Altri nel mondo hanno iniziato a lottare contro la “guerra infinita” e il militarismo. Con loro va stabilito un collegamento. In Occidente, in prima fila sono i movimenti no war degli Stati Uniti e della Gran Bretagna, anche di recente tornati in piazza contro i rispettivi governi. La lotta contro il militarismo di Bush e di Blair non ha, infatti, niente a che fare con la contrapposizione ai lavoratori degli Usa e della Gran Bretagna. A questo proposito, l’“alternativa” “anti-americanista” proposta dalla “sinistra radicale”, di una politica estera italiana pienamente europeista e concorrenziale con gli Usa sul suo stesso terreno, va rigettata: un indirizzo del genere, pur se promosso nel nome della pace e dell’opposizione alla potenza statunitense, servirebbe solo ai capitalisti europei per contendere agli Usa il dominio sul mondo; sarebbe un altro modo per mandare avanti l’aggressione ai popoli e ai diseredati del Sud del mondo e la corsa verso una nuova carneficina planetaria; richiederebbe un incremento delle spese militari da parte dei paesi europei almeno altrettanto consistente di quelli in corso, una non meno spinta militarizzazione del territorio e un non minore disciplinamento del lavoro e della vita sociale in Europa.

È vero che sono gli Stati Uniti a tenere in mano il bastone di comando della dittatura planetaria del capitalismo.

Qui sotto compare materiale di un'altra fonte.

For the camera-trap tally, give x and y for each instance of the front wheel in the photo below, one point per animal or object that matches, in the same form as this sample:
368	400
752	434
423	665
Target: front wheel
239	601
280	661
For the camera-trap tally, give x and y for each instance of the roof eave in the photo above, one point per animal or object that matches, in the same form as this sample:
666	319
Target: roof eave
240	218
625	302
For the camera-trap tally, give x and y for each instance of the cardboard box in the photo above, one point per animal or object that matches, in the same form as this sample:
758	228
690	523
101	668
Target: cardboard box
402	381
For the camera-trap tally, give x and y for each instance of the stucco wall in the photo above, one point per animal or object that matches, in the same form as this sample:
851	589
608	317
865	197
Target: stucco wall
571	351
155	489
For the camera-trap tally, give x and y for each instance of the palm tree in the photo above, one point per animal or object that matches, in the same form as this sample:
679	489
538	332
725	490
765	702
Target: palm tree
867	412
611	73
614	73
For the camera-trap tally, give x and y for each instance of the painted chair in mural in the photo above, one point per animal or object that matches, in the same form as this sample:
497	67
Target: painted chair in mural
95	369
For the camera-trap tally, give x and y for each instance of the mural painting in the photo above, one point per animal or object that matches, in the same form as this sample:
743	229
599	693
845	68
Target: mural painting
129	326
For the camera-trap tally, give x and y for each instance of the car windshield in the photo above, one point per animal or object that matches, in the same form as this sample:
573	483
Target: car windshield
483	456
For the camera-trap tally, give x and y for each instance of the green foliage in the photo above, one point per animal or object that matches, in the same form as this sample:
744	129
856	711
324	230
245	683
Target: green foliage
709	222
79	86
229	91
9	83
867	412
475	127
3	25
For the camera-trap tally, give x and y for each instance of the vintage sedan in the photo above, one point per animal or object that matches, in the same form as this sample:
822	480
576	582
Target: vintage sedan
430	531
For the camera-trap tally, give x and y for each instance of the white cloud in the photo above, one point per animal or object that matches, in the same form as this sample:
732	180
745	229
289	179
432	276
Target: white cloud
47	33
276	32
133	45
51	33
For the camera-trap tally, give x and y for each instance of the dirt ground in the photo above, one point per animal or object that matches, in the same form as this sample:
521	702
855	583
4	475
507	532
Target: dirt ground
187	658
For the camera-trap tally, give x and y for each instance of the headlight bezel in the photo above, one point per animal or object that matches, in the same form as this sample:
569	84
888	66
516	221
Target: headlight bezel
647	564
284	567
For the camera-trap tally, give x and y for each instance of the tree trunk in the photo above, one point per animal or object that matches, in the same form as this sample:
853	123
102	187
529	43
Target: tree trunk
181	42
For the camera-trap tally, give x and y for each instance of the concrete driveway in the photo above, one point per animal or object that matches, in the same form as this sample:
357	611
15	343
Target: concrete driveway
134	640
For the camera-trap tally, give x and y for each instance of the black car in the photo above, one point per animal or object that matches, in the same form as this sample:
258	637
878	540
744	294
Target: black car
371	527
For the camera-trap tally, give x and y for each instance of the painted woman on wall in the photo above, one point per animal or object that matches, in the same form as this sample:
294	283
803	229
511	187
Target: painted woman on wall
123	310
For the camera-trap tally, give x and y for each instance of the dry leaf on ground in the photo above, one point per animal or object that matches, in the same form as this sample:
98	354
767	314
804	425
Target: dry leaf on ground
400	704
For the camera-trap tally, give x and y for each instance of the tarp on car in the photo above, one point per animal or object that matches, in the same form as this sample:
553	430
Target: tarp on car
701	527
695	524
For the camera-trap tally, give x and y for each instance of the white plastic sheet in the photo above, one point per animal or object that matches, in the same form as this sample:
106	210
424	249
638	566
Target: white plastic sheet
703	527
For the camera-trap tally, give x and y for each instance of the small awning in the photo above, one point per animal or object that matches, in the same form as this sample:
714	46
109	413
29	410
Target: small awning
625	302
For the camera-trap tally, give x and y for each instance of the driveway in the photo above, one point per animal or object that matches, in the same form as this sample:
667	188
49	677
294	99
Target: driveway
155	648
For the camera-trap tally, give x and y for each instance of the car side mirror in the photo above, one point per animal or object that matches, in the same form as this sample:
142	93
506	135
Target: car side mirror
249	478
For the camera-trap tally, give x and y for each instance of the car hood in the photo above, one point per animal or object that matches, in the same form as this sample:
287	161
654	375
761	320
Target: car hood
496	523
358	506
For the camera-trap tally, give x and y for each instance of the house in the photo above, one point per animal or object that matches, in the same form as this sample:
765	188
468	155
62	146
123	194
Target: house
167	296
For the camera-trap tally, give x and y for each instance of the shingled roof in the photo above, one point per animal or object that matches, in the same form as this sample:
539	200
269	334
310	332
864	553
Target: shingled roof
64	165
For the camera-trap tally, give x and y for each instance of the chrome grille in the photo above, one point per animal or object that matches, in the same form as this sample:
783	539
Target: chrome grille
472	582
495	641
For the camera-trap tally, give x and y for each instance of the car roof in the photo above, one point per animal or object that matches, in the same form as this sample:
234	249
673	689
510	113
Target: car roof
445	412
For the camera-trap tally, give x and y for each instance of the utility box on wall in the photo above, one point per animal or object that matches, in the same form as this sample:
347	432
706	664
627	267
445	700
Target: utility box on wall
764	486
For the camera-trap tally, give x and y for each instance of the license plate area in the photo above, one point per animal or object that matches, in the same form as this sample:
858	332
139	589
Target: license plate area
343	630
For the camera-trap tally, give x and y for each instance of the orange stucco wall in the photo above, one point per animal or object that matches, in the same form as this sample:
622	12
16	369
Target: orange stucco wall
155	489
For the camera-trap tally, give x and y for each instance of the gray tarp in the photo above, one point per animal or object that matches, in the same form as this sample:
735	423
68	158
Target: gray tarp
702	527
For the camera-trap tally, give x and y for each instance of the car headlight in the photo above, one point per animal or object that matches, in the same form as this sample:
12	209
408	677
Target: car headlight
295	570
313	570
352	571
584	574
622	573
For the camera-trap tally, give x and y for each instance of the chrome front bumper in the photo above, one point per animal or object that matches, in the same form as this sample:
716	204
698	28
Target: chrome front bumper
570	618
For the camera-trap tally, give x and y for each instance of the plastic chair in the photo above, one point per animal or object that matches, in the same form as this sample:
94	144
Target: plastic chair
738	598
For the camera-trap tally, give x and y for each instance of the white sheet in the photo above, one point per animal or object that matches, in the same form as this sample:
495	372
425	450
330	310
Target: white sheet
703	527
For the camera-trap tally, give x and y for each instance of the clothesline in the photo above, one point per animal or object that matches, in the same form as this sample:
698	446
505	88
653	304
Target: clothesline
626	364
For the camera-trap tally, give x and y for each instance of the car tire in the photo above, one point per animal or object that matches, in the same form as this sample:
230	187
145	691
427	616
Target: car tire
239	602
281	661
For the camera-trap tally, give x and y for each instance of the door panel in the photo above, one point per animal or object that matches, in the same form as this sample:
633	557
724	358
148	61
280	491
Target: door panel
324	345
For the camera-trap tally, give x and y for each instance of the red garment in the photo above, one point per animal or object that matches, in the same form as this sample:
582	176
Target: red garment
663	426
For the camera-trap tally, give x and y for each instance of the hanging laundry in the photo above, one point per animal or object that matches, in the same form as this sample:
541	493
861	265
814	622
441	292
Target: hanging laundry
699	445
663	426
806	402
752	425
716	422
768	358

Ma per lottare contro la politica degli Usa in modo efficace, occorre puntare ad indebolire e battere l’anello di questa catena di dominio che qui in Italia ci chiama direttamente in causa, quello costituito dalla potenza capitalistica italiana, dal suo militarismo, dal suo governo, dalla fame di profitti dei suoi imprenditori, dalle volpine modalità specifiche con cui essa partecipa al saccheggio dei popoli del Sud e dell’Est del mondo e alla spremitura del lavoro salariato mondiale. Il nemico principale è nel nostro paese!

Per questo motivo, il “no” alla nuova base al Dal Molin va allargato al “no” a tutte le basi militari, anche europee ed europeiste!, alla rivendicazione del ritiro immediato delle “nostre” truppe dall’Afghanistan, di tutti i contingenti occupanti il Sud e l’Est del mondo, dalla Bosnia alla Somalia. Per questo, va inserita nella piattaforma della mobilitazione l’opposizione alla missione militare italiana in Libano, missione neo-coloniale pur se ammantata della retorica della pace e dell’aiuto umanitario. E per questo stesso motivo, va data piena solidarietà alla resistenza dei popoli in lotta contro l’occupazione e la rapina neocoloniale in Iraq, Afghanistan, Libano, Palestina, Somalia, Nigeria, ecc.

Questi popoli stanno portando avanti la nostra stessa battaglia. Anch’essi sono stati presi alla gola, prima e più duramente di quanto non sia successo a Vicenza, dallo stesso meccanismo del capitalismo mondializzato. Le loro “Dal Molin” si chiamavano e si chiamano piano di ristrutturazione del debito estero, speculazione al ribasso sui prezzi dei minerali, offerta “disinteressata” di aiuti alimentari destinati a suscitare dipendenza e a mettere fuori mercato le produzioni locali, divieto di produzione di farmaci a prezzi inferiori a quelli stabiliti dalle multinazionali... Le bombe da accumulare al Dal Molin, con il loro carico di contaminazione nucleare per lo stesso territorio vicentino, sono dirette a piegare (sulla scia di quanto hanno fatto le sanzioni dell’Onu, i piani di pace internazionali, i “massacri nel deserto”, ecc.) i tanti “no” espressi dai popoli e dalle masse oppresse della “ex”-Jugoslavia, dell’Iraq, della Palestina, del Libano, dell’Afghanistan, di Cuba, della Somalia e (se non interverrà un movimento di lotta internazionale) dell’Iran.

Questo non comprendiamo ancora sufficientemente: la macchina da guerra permanente dell’Occidente la fermiamo insieme ai popoli aggrediti da essa, facendo nostra la loro battaglia, opponendoci con forza contro i nostri governi, oppure insieme ne saremo schiacciati.